Apesar de ainda sentir um leve cansaço, estar em casa com Noah e Emma era um alívio bem-vindo.
― Já está quase pronto! ― avisei, concentrado em fazer as panquecas perfeitas.
Noah estava sentado à mesa, dividido entre o livro que lia e o cheiro tentador vindo da frigideira.
Ele fingia estar completamente absorvido pela leitura, uma tentativa de parecer mais maduro, o que arrancava um sorriso meu. Era uma característica típica dele: querer ser visto como o “mais velho” responsável, mesmo que, no fundo, sua curiosidade infantil estivesse claramente presente.
Emma, por outro lado, era pura energia.

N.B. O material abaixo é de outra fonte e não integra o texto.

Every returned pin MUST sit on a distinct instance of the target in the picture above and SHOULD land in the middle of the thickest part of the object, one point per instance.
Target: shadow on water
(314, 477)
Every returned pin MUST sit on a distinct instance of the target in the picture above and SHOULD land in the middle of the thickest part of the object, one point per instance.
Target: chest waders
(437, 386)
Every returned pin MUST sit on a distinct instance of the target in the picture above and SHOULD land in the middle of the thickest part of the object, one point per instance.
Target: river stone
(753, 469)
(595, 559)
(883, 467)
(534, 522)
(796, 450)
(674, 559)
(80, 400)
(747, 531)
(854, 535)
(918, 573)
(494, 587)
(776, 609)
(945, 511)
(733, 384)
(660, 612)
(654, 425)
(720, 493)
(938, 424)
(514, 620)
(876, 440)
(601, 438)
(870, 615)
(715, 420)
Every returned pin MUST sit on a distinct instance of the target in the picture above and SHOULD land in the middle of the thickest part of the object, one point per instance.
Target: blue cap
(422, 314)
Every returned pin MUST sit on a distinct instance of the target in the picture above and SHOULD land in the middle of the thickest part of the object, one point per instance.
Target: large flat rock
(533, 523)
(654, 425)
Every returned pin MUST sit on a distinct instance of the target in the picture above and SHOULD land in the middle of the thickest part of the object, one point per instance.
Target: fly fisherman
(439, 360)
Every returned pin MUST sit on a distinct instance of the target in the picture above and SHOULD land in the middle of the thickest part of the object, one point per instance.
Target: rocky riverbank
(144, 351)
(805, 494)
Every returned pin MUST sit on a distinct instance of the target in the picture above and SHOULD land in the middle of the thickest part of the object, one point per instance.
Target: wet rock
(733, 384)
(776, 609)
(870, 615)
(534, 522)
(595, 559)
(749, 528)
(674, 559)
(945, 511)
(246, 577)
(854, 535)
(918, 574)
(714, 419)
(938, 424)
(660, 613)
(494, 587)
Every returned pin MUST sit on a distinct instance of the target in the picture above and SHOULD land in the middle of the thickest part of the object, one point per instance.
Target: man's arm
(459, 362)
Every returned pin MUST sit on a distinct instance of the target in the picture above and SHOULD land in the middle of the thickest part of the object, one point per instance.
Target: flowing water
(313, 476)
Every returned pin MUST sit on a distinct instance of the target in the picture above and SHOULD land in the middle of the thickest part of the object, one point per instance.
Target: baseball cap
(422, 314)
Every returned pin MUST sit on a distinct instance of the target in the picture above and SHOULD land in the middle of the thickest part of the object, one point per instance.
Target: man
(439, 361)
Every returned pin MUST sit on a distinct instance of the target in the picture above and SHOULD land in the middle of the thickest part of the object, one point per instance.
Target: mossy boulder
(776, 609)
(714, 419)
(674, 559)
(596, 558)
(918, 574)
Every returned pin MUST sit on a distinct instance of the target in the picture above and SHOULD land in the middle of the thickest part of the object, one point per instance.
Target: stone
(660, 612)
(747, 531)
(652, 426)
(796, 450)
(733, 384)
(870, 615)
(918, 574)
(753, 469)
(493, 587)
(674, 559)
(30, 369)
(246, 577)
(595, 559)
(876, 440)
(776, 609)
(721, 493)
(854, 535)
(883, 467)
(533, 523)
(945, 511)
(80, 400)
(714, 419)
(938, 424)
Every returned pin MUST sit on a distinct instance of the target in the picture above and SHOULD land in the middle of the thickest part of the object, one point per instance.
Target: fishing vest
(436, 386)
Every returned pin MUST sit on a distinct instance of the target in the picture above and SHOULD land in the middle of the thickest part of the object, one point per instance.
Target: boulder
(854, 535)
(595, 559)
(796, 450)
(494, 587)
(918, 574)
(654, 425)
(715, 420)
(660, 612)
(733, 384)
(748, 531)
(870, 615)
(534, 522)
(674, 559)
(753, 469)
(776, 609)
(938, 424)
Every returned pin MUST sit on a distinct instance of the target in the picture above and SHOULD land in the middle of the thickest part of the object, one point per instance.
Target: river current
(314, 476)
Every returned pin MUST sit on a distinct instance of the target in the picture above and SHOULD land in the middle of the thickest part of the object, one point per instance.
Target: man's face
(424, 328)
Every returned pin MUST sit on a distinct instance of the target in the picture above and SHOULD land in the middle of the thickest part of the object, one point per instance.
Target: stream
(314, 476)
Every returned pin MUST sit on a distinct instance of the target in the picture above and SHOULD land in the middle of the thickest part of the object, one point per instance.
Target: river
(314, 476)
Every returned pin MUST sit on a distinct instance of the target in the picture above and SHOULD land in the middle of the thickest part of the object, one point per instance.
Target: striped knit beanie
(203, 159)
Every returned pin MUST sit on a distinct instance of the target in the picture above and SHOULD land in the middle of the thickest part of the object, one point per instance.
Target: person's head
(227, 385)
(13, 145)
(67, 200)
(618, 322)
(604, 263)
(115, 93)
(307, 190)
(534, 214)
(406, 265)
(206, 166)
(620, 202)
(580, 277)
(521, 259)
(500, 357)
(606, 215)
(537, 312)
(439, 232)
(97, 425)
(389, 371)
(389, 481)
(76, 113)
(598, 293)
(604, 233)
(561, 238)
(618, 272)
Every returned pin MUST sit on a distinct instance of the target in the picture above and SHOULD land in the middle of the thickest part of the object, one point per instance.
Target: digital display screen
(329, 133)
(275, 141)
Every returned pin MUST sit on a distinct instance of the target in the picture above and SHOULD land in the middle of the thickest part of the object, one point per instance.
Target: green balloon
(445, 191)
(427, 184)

Movia-se pela cozinha como um pequeno tornado, ora ajudando a colocar pratos na mesa, ora dançando ao som de uma música que só ela parecia ouvir.
Sua risada preenchia o ambiente, e, como sempre, tentava provocar Noah para arrancar alguma reação, o que ela fazia com uma habilidade quase mágica.
Empilhei as panquecas em um prato enquanto olhava para eles.
― Quem está pronto?
Os olhos de Emma brilharam com antecipação.
― Eu quero muito chocolate! ― ela exclamou praticamente saltando de seu lugar.
Noah, por sua vez, tentou manter sua compostura “adulta”.
― Só um café pra mim, por favor.
Sua voz carregava um tom deliberadamente sério, mas a tentativa de parecer mais velho só o deixava ainda mais adorável.
― Claro, o seu café especial está a caminho.
Enchi um copo com leite, colocando-o em sua frente com uma piscadela.
Ele franziu o cenho por um breve momento, como se quisesse me repreender por estragar sua tentativa de maturidade, mas logo sorriu, aceitando o jogo matinal com a mesma leveza de sempre.
Emma, enquanto isso, já estava espalhando chocolate em sua panqueca, falando sobre algum projeto da escola, enquanto Noah alternava entre o livro e pequenas caretas direcionadas à irmã.
Observar essa dinâmica — suas personalidades tão diferentes, mas tão complementares — era como um bálsamo para os últimos dias.
Não importava o peso dos eventos recentes ou o que estava por vir; esses momentos simples eram suficientes para lembrar que havia algo de bom e genuíno em tudo isso.